OA-like phenotype was decelerated when either the Mmp13 or the Adamts5 gene was deleted in β-catenin(ex3) ^Co12ER mice. Tamoxifen was administered into 2-week-old mice (0.1 mg/g body weight, i.p., daily for 5 d). TMJ samples were harvested from 3- or 6-month-old mice and Alcian blue/H&E and SO/FG staining were performed. Alcian blue/H&E staining (A) and SO/FG staining (B) showed decelerated TMJ defect progression and more aggrecan contents in double mutant mice compared to those in β-catenin(ex3)^Co12ER mice. (C) Total TMJ cartilage area was quantified by tracing the Alcian blue-positive area. Cartilage areas were 8 and 13 % decreased in 3-month-old (β-catenin(ex3)/Mmp13)^Co12ER and β-catenin(ex3)^Co12ER/Adamts5^−/− double mutant mice, and were 22 and 27 % decreased in 6-month-old (β-catenin(ex3)/Mmp13)^Co12ER mice and β-catenin(ex3)^Co12ER/Adamts5^−/− mice compared to the same age control mice (*p < 0.05, compared to Cre-negative control group; **p < 0.05, compared to β-catenin(ex3) ^Co12ER group; one-way ANOVA followed by Dunnett’s test, n = 5). (D) Total cartilage thickness was quantified by tracing the Alcian blue-positive thickness in the centre of the TMJ cartilage.
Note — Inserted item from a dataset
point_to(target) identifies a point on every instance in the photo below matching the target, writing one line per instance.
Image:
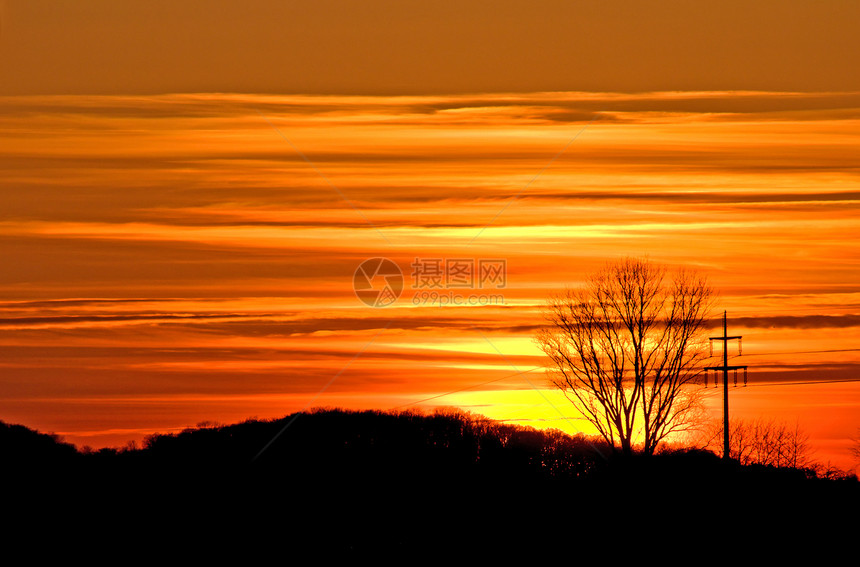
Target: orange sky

Total cartilage thickness was decreased 6 and 25 % in 3-month-old double mutant mice and 30 and 34 % decreased in 6-month-old double mutant mice compared to the same age control mice (*p < 0.05, compared to Cre-negative control group; **p< 0.05, compared to β-catenin(ex3)^Co12ER group; one-way ANOVA followed by Dunnett’s test, n = 5).